The colors were so compelling that we felt no other compulsion but to run towards the light. Or toward finding the source of the light. It had to get better if we got closer. Obvious, of course, because all humans seem to feel the pull towards a good sunset. And this is who we were. ‘Who we are. 

What’s objectively comical here is that we were running as if we were reliving our kid years. Moving at top speed– not necessarily because there was anything objective at the end of our sprint, but rather, running as fast as you can just to see what’s in the tank. The run felt like that kind of moment.

And we are now well old enough to know that these kinds of moments are in short and unpredictable supply. To wit, I had been sitting inside the house, watching with anxious awareness that the world outside was suddenly really different. Really beautiful. My heart was sinking because I knew that this sunset would be special. Nothing like the pleasant but underwhelming event that was the sundown on December 31st. Yet on that day, I suddenly knew that I was in the process of missing something big. Perhaps not important, but definitely big.

“Come on, we’re going.”

This was the voice I suddenly heard above me. A voice tumbling down the stairs with a clip that moved just as fast as his feet. His jacket was half on, the other arm working to make its way into the other sleeve. 

No need to explain, I sprang up off the couch and found my sneakers. The kind that are kind of slip on, kind of in need of typing. The kind I have found that are always in need of a double knot. But there’s no time for that step. The light outside is shifting. But it’s still great. There’s still time to get to the beach.

And so we get outside and mutually agree to break into a run: full-grown adults currently banging around the 50-year-old person’s tether pole. As a child playing out in the street, if I’d seen the two of us clopping by, I’d have thought that there was a fire or something. Old people in everyday clothes aren’t exactly known for such spontaneous activity without a serious reason. But that light. I can’t tell you how attractive it was. Magical is an overused word so I won’t use it. 

It’s only about 1000 meters before we can get to the water’s edge, but it feels longer. We run in silence. All is quiet now, because it is end of day. And then, I feel my right sneaker coming unlaced. These shoes. I stop for nothing and instead continue, wondering and hoping that the shoe will stand on my foot. As an adult I know that the stakes are not so high, but that thinking is overruled by the idea that there is no time for us to stop and fix my shoe. The light and the clouds are continuing to shift. And tomorrow, who knows what the sky will have in store?

When we do get to the beach, we are breathing heavily but are in no way in need of an oxygen tank. Not like the one that the corpsman used to keep on the pier whenever the crew of our ship had to perform the twice-yearly running test. Not for us. We two sailors were at least a bit ahead.

As we left the road and turned onto the sandy passageway, it was only a matter of moments before my untied shoe shifted duties and turned to a sand collector.

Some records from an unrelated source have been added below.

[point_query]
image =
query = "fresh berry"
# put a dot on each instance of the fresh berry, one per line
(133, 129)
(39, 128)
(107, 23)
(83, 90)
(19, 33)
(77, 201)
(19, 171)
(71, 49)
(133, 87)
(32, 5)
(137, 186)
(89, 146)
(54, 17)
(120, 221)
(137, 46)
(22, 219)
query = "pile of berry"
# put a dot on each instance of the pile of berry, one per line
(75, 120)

The beach in this part of Italy is not the best– it is simply too close to the Tevere and sadly washes up a fair bit of plastic and who knows what else. But this wasn’t on our  minds. Neither was the sand in my shoe. Instead, it was the vivid pinks. And as we made our way to the shoreline, we saw that we were far from the only ones who had shown up for the spectacle. 

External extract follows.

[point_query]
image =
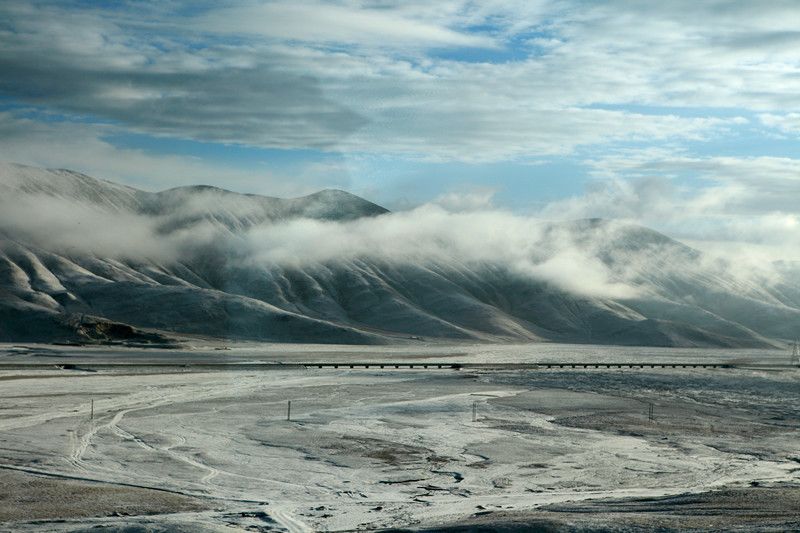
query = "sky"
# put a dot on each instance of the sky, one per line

There are moments like this one when I am reminded of the famous poem by Heaney, the one where he says, Useless to think you’ll park and capture it More thoroughly. He was right, although he got damn close to succeeding. All of us at the beach had our phones out. Tapping photos into our phone in lieu of pressing shutters before stopping to look again, confirming that the pink we’d captured was not an illusion or a misinterpretation by our phone. It really was that magic. 

A number of years ago I got as a gag gift this collection of “Adult Accomplishment Stickers”. Fashioned after the ones we used to receive in the elementary school classroom, they say things like, “Today I wore a bra!” or “I prepared and ate a salad!”. Basically a testament to just getting through the day in a more or less upright fashion. On this weekend, I had finally managed to file my taxes– an accomplishment that isn’t on the whole momentous, but felt like a load off for me. And so even before this Sunday sunset, I was already feeling light. Light enough to run fast and see something inconsequential. The fading day felt easeful and better than any other form of carefree escapism.

I suppose I could have summed this entire story up by just saying, “This weekend, I went out to watch the sunset”. Many of us do this every day. Or maybe we see it while we are driving– only a passing glance and thought to register, “ah it’s a nice one tonight.”  I probably could have saved a reader some time. But I’m an adult, and the older that I get, the more enchanted I become by the bullshit free moments that are there for the taking…of course if we have the spare moment to do so. It is useless to think that we capture these moments of beauty with any perfection but on the whole, I believe it’s more than worthwhile to at least try. Tied shoes or not.